El sector restaurantero está desesperado. El sector inmobilliario también. Lo mismo que las distribuidoras de automóviles. Como muchos otros más que han resentido los efectos de los cierres decretados por el gobierno del estado de México, en consonancia con el gobierno de la Ciudad de México.
Pero esta vez el sector restaurantero tomó las calles. Un “cacerolazo” —que hizo recordar la crisis argentina— fue el medio a a través del cual los empresarios y empleados se hicieron escuchar. En mayo pasado, la Cámara Nacional de la Industria de Restaurantes en el estado de México calculó sus pérdidas en 12 mil millones de pesos en dos meses.
Las de diciembre y enero se cifran en 36 mil millones.
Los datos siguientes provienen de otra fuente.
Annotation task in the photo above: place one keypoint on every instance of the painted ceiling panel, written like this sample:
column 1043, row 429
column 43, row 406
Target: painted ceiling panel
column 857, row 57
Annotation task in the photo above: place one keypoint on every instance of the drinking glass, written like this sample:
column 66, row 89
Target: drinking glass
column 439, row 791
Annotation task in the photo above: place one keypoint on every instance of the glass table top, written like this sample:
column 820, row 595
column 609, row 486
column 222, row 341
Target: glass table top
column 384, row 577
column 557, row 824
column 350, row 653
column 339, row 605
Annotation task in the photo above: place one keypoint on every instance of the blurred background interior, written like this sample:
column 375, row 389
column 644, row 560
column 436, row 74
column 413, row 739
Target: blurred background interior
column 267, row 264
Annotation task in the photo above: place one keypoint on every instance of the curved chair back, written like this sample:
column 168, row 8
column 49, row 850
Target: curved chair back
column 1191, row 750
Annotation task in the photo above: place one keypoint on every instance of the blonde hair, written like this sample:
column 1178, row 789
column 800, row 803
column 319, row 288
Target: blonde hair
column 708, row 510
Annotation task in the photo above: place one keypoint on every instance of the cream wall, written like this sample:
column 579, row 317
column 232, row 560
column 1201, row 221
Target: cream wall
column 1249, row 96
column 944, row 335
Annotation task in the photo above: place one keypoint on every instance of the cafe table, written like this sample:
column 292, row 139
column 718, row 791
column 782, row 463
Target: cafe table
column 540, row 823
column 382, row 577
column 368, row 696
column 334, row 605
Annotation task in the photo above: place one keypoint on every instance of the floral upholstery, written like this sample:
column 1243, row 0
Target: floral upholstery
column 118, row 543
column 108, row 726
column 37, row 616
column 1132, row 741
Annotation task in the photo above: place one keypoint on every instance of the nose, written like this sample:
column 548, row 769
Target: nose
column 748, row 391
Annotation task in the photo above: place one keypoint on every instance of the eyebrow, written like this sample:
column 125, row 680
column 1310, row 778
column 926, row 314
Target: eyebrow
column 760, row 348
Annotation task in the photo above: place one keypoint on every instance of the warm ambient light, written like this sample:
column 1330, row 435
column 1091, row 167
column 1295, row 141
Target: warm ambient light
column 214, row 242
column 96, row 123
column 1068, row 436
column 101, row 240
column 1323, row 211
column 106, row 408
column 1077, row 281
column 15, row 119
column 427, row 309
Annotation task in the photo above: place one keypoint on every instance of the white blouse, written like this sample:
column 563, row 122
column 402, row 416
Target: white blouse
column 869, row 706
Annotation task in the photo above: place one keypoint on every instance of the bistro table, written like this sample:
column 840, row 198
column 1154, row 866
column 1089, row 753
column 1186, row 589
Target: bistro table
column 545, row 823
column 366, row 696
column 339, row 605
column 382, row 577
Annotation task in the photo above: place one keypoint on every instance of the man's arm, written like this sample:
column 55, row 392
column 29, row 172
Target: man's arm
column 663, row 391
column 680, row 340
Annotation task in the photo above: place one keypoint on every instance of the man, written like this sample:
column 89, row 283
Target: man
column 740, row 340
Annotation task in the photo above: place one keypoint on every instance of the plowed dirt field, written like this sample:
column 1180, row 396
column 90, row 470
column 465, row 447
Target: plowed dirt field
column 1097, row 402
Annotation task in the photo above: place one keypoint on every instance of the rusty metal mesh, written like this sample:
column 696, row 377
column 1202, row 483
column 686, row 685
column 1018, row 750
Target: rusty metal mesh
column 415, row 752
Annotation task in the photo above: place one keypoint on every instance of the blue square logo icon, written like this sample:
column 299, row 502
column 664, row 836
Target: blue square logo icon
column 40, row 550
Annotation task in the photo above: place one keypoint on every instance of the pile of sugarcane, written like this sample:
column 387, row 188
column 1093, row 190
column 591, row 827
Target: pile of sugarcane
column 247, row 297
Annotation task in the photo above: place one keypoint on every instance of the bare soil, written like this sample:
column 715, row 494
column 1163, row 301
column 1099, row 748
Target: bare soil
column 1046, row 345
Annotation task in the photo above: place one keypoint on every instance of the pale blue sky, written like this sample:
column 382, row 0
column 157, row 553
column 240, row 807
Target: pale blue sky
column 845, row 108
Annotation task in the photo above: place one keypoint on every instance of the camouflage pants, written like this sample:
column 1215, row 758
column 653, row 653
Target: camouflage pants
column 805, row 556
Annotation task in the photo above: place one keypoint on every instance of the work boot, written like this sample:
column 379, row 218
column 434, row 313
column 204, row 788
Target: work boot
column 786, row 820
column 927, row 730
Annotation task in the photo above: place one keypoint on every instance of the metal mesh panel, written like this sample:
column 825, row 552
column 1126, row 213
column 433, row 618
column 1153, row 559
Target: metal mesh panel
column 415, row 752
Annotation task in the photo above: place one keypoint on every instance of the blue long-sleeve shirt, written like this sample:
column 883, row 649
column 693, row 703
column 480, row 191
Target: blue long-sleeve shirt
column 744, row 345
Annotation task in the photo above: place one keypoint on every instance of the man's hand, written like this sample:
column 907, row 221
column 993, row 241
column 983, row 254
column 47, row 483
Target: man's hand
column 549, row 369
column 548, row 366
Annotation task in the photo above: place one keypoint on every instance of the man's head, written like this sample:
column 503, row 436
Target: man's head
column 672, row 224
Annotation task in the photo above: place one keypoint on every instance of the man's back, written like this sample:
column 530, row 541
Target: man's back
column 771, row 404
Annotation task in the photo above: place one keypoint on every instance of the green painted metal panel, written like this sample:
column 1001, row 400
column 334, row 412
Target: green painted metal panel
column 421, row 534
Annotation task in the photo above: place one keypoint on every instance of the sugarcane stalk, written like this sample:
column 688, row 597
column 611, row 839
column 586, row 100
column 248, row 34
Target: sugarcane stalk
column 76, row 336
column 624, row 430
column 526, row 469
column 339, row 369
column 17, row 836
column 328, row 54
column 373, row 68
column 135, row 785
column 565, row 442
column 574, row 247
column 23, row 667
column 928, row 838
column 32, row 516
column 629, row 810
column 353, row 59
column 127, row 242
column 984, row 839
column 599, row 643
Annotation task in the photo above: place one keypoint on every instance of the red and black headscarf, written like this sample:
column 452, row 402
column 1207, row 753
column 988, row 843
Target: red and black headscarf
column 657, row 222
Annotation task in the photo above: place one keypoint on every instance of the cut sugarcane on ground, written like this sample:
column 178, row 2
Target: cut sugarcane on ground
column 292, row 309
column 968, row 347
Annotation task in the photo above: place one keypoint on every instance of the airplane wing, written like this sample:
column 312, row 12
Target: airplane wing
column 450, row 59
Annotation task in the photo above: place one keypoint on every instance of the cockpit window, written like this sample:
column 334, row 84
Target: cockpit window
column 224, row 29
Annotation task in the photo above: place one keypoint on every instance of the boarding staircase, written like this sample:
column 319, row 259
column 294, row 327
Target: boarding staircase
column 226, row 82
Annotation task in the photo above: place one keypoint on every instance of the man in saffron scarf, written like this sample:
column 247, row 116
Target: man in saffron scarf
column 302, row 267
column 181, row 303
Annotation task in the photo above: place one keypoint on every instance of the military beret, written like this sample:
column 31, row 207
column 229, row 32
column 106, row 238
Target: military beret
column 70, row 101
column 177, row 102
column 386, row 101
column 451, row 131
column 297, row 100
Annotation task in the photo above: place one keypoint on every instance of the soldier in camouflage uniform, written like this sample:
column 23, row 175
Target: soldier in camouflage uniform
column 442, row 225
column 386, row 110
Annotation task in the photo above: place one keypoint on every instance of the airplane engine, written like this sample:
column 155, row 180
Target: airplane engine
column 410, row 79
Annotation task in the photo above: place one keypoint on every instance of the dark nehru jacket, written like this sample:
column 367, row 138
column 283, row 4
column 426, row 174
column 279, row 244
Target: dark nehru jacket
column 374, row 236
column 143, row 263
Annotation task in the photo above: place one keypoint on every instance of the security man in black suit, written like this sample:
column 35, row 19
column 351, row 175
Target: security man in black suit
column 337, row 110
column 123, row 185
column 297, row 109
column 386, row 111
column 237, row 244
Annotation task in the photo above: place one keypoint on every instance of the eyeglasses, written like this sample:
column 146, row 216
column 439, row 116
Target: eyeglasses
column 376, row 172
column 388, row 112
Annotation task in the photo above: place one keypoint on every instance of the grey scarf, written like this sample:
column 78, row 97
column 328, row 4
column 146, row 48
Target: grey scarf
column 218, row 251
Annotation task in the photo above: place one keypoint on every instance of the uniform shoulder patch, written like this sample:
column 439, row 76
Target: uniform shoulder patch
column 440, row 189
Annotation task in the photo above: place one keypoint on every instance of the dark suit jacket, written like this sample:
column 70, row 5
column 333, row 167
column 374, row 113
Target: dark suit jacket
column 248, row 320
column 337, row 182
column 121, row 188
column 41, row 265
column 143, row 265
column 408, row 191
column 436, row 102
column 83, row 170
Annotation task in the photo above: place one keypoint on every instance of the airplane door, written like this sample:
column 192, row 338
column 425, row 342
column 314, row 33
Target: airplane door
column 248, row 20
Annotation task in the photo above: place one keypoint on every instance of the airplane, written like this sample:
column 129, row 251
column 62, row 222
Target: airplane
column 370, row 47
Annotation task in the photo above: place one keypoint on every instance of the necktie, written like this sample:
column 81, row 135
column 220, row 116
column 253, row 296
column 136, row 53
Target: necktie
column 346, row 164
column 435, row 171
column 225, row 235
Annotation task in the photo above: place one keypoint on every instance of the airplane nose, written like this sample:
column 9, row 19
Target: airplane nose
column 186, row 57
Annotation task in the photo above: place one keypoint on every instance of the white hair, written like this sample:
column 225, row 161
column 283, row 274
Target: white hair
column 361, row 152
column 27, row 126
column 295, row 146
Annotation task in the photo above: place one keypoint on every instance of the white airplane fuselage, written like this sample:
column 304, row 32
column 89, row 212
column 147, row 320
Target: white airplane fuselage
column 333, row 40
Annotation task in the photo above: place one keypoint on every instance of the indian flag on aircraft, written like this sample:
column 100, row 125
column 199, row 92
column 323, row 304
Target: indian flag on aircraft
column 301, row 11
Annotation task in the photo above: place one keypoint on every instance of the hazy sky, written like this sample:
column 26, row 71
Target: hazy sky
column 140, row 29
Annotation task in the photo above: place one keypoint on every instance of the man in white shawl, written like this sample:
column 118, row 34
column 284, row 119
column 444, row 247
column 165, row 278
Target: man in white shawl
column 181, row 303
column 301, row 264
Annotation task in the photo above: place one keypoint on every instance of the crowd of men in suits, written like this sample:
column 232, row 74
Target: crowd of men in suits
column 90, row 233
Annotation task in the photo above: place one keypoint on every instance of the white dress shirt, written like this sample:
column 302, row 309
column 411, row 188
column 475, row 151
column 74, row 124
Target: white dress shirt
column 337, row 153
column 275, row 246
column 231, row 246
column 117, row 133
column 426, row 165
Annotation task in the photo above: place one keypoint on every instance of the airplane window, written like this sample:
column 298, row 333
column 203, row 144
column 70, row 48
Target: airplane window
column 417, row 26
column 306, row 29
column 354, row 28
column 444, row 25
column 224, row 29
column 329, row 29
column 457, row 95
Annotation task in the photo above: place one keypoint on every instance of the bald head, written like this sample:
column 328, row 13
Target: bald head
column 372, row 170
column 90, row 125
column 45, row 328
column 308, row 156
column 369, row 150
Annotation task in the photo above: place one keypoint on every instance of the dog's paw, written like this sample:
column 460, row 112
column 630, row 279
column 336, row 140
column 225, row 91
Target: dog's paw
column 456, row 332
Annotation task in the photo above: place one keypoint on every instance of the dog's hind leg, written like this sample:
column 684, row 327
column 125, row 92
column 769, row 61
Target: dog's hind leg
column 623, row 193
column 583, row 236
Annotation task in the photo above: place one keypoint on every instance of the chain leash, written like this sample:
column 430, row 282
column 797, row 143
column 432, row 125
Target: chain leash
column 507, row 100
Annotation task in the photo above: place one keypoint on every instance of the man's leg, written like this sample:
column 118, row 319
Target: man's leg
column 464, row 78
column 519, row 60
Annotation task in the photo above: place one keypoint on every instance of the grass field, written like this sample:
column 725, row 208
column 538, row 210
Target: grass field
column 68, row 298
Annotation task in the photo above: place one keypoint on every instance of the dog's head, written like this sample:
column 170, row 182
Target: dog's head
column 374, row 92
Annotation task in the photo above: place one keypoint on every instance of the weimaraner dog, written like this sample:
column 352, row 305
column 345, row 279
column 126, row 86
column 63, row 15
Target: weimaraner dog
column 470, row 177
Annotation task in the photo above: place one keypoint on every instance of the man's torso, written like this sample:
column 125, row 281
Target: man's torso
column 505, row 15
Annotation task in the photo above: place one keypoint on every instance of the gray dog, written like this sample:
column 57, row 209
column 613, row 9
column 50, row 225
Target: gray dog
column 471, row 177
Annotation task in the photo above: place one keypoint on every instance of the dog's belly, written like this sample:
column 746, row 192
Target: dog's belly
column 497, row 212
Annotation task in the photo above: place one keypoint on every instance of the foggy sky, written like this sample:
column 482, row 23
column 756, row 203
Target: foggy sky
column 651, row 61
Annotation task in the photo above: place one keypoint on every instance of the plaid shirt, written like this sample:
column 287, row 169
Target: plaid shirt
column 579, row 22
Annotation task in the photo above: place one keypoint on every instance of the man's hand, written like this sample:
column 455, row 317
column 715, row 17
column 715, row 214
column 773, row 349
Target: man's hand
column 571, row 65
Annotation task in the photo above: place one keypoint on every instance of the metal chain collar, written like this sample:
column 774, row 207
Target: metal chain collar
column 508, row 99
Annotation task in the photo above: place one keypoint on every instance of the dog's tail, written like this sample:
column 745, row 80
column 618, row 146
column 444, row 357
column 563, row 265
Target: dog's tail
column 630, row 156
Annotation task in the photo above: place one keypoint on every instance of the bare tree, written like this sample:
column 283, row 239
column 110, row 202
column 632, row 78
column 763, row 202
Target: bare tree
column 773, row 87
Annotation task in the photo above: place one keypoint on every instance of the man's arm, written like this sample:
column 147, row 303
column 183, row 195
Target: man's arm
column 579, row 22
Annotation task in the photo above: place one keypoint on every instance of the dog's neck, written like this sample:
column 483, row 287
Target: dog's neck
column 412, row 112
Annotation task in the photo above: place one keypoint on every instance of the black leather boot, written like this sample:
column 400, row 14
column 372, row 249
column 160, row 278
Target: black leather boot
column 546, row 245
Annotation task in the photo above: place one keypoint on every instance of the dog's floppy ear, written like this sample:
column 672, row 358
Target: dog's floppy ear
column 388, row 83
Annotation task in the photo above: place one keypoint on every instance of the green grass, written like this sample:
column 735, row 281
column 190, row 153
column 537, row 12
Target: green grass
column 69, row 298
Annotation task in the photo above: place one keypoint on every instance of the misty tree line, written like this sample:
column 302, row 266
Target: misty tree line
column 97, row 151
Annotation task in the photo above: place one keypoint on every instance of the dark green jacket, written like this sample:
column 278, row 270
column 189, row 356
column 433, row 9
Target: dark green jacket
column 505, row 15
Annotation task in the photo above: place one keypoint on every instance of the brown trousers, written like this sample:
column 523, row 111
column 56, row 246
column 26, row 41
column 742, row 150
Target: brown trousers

Es lo que vendían los restauranteros mexiquenses y dejaron de ingresar a sus cajas por el aumento acelerado en los contagios de Covid-19, traducidos en una ocupación hospitalaria del 83 por ciento.
“O abrimos o morimos”, es el clamor de un sector que dice estar en fase terminal, sin oxígeno, sin respirador y al garete.
A diferencia de otras naciones: en España, por ejemplo, donde la pandemia es tan grave como en México —aunque con menos muertos y hospitalizados— los restauranteros abren en horarios y aforos perfectamente delimitados. Además, el gobierno español obligará a los propietarios de los locales a reducir a la mitad el alquiler de los bares y restaurantes más afectados por la pandemia de Covid-19.
En México, no hay apoyos, pero tampoco hay capitales que aguanten mantener cerrado un negocio durante la tercera parte del año o operarlo con ventas mínimas a través de aplicaciones y pagando altas comisiones.
En cuatro semanas, no existe evidencia de que el cierre de los restaurantes haya traído consigo una disminución en los contagios. Mientras, languidecen de inanición.